Os grandes jornais noticiaram dias atrás que o presidente do Supremo Tribunal de Justiça (STJ), João Otávio de Noronha, suspendeu a entrega dos exames de coronavírus feitos pelo Presidente Bolsonaro e solicitados pelo jornal Estado de São Paulo. A argumentação sustentada pelo ministro para encaminhar o veto à divulgação dos laudos laboratoriais é ridícula e causaria vergonha a qualquer estudante de direito, a começar pelo açodamento dos motivos alegados, que reduzem a questão ao estrito plano privado, isolando-a dos motivos reais que revelam a importância da sua publicidade.

Querer justificar direito à intimidade e à privacidade, como fundamentos para não entregar os exames, como faz o ministro, é negar que existam direitos maiores com os quais um presidente tem de lidar e responsabilidades ainda maiores que o cidadão Jair Bolsonaro assumiu ao ocupar a Presidência da República...

...Obviamente, Bolsonaro tem seus direitos individuais de cidadão.

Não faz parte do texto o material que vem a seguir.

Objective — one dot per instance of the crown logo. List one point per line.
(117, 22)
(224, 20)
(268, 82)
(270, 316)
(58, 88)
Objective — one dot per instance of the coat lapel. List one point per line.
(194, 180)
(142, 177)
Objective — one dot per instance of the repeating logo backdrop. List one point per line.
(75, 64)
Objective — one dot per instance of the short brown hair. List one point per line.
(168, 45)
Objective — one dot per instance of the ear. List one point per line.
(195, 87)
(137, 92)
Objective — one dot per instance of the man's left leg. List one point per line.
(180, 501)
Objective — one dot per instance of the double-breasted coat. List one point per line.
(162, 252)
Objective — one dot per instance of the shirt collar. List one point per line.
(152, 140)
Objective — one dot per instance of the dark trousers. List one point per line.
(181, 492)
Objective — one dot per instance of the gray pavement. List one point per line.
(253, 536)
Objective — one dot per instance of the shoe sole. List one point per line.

Ninguém está pedindo para ver as imagens do exame de próstata dele (só pra não esquecer as fixações bolsonarianas). Mas não há como preservar a privacidade individual, no cargo de presidente, em sua totalidade.

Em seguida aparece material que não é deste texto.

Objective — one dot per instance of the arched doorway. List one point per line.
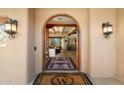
(61, 43)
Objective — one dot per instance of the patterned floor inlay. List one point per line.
(61, 63)
(62, 79)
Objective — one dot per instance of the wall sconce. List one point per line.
(107, 29)
(11, 27)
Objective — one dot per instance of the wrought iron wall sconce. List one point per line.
(107, 29)
(11, 27)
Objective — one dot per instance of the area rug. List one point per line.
(60, 63)
(62, 79)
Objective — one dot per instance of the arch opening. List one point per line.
(61, 44)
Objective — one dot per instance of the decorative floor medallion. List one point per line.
(62, 79)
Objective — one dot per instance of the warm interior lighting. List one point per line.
(107, 29)
(11, 28)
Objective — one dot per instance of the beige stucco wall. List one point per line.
(102, 51)
(42, 15)
(13, 57)
(30, 45)
(97, 54)
(120, 44)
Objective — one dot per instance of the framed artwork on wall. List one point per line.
(2, 36)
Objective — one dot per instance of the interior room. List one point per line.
(61, 46)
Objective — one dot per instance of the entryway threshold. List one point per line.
(61, 71)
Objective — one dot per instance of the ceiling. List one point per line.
(60, 30)
(63, 25)
(61, 20)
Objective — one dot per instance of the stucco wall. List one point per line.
(102, 51)
(13, 57)
(120, 44)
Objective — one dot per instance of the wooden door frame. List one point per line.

Aceitar que seja possível é concordar que um funcionário público tem direito de virar as costas para os cidadãos que estão à espera do seu atendimento para tratar de assuntos privados nas redes sociais do seu celular. Se Bolsonaro quer ter a vida privada e a intimidade totalmente protegidas, basta sair do Planalto e dispensar inclusive todo o aparato de segurança e de luxos pessoais que o lugar público de presidente lhe garante. Basta sair da vida pública e seguir uma vida ilibada de cidadão comum.

Numa democracia, quando se exige que um presidente mostre o resultado de um exame pessoal não é porque se quer saber da intimidade dele, pensar assim é primário demais. Só se exige porque a privacidade da informação coloca em risco os cidadãos do País. O presidente faz campanha aberta contra uma pandemia, cujos lastros catastróficos são inegáveis em todo o planeta e não o faz inadvertidamente. Ignorou e debochou das orientações de órgãos mundiais de saúde e de pesquisas científicas sérias e ainda desrespeitou as diretrizes políticas e os protocolos do seu próprio Ministério da Saúde. Mais grave: demitiu o ministro por estar fazendo o trabalho em sintonia com a ciência e com os protocolos de saúde testados e adotados no mundo inteiro.

O contrassenso de a justiça ficar contemporizando os desacertos do presidente é que estão aí, noticiadas nos jornais de todas as línguas, para todo mundo ver ou ler, as pilhas diárias de mortos, sistemas de saúde em colapso e economias estraçalhadas como provas inegáveis de que ele está errado. Mas o chefe do executivo, numa atitude insana, segue ignorando a realidade e continua trabalhando contra os fatos. Nisso age criminosamente: não usa máscara, provoca aglomerações, apoia manifestações de rua e participa dessas aglomerações, desrespeitando a racionalidade e o decoro que o homem público, líder executivo, deveria zelar.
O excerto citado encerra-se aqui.